Trade in this species is currently continuing both legally and illegally, with much of the reported trade originating in East Asia (UNEP-WCMC 2012a,b). Using large trade volumes as an indicator of high levels of exploitation, most of which can likely be attributed to non-selective fishing practices, it is suspected that populations of H. kelloggi have declined by at least 30% over at least the last 10 to 15 years and that these declines are likely to continue into the future. This species is therefore listed as Vulnerable under Criterion A.

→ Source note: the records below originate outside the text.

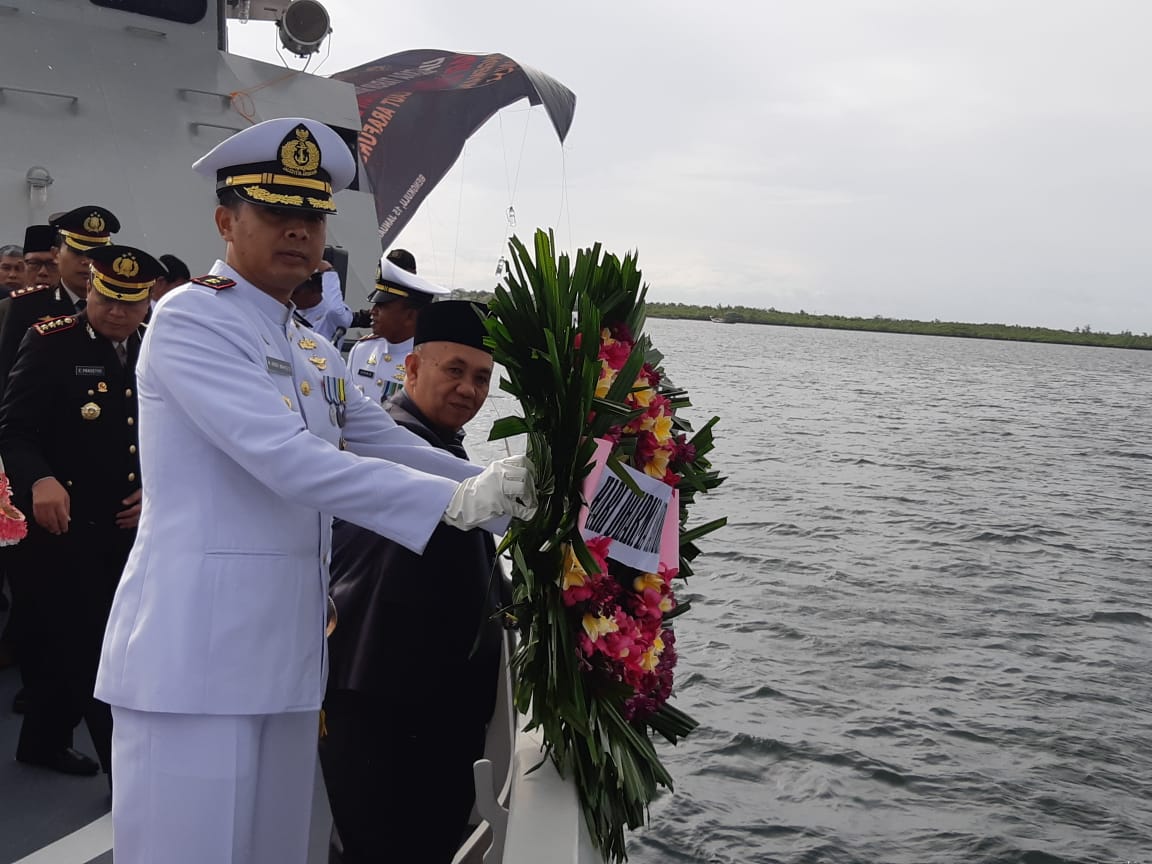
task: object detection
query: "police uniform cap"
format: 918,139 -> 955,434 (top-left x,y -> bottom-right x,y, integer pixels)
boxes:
192,118 -> 356,213
24,225 -> 56,255
412,300 -> 492,354
89,245 -> 166,303
48,204 -> 120,255
367,255 -> 450,304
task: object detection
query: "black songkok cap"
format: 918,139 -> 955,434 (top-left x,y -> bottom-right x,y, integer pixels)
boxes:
385,249 -> 416,273
24,225 -> 56,255
412,300 -> 492,354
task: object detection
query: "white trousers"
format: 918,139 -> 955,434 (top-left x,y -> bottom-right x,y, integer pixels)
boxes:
112,706 -> 319,864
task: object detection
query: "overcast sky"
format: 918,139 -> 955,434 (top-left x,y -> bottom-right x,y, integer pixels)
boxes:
230,0 -> 1152,333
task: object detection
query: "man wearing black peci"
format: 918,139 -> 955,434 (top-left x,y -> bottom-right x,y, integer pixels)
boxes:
0,241 -> 155,774
320,301 -> 501,864
0,205 -> 120,386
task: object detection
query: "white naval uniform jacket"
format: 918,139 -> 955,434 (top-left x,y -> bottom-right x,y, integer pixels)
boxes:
96,262 -> 480,714
348,336 -> 412,403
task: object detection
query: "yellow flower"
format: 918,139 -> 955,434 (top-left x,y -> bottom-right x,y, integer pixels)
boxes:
641,636 -> 664,672
632,573 -> 664,593
641,414 -> 672,444
581,614 -> 620,642
644,447 -> 672,477
560,546 -> 588,591
596,363 -> 616,399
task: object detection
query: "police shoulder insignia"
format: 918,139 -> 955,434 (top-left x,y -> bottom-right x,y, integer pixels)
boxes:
192,276 -> 236,291
32,314 -> 79,336
9,285 -> 48,297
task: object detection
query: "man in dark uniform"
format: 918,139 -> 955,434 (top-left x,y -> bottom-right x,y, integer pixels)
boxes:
0,241 -> 155,774
0,205 -> 120,386
0,230 -> 59,354
320,301 -> 501,864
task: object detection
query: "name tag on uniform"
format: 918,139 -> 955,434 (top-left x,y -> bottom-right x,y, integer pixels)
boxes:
264,357 -> 291,376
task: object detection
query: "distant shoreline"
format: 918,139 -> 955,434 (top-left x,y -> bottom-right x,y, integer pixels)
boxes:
453,291 -> 1152,351
647,301 -> 1152,350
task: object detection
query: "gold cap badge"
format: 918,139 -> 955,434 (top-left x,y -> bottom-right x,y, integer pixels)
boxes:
280,123 -> 320,177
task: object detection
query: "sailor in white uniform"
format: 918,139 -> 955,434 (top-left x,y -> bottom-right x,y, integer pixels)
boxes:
96,119 -> 535,864
348,250 -> 448,402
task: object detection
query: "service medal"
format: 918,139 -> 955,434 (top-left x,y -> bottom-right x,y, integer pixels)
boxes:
324,376 -> 348,429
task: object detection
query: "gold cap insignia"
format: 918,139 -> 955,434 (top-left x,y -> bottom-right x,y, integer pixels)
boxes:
280,123 -> 320,177
112,255 -> 141,279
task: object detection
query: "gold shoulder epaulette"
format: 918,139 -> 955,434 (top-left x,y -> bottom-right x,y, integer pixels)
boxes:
192,276 -> 236,291
32,314 -> 79,336
8,285 -> 48,298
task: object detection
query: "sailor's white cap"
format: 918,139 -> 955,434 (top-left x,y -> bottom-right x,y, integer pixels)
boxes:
192,118 -> 356,213
369,255 -> 452,303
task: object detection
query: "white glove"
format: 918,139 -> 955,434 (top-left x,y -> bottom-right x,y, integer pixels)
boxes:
440,456 -> 536,531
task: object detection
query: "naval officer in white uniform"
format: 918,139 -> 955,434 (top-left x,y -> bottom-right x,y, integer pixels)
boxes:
348,249 -> 449,403
96,119 -> 535,864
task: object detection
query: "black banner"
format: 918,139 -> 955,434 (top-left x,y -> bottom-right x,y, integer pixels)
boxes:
332,50 -> 576,249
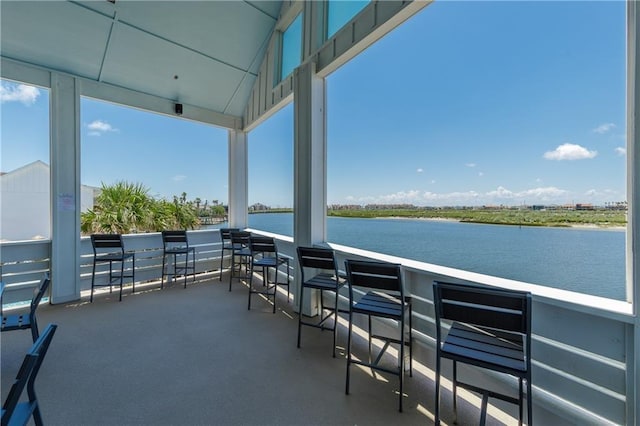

|Previously published Red List assessments:||
|Range Description:||Hippocampus kelloggi has a relatively wide range throughout much of the Indo-Pacific. It has been recorded from Zanzibar in Tanzania, Pakistan, India, and southeast Asia, and north to China and Japan as well as Australia. This species has a suspected distribution including the east coast of Africa (North of Zanzibar), the Red Sea, the Persian Gulf and the Gulf of Oman (Lourie et al. 2004).|
Native:China; India; Indonesia; Japan; Malaysia; Pakistan; Philippines; Tanzania, United Republic of; Thailand; Viet Nam
|FAO Marine Fishing Areas:||
Present - origin uncertain:
Indian Ocean – western; Indian Ocean – eastern; Pacific – western central; Pacific – southwest; Pacific – northwest
|Lower depth limit (metres):||152|
|Upper depth limit (metres):||1|
|Range Map:||Click here to open the map viewer and explore range.|
|Population:||As Hippocampus kelloggi is relatively wide-spread (Lourie et al. 2004) it is difficult to accurately assess the global population trend for this species. There is, however, evidence from trade research across its range of declines in the availability of seahorses due to extensive exploitation (McPherson et al. 2004, Meeuwig et al. 2006, Perry et al. 2010). Even though some countries within the range of H. kelloggi restrict or ban the trade in wild specimens, illegal trade is reported to occur (UNEP-WCMC 2012b).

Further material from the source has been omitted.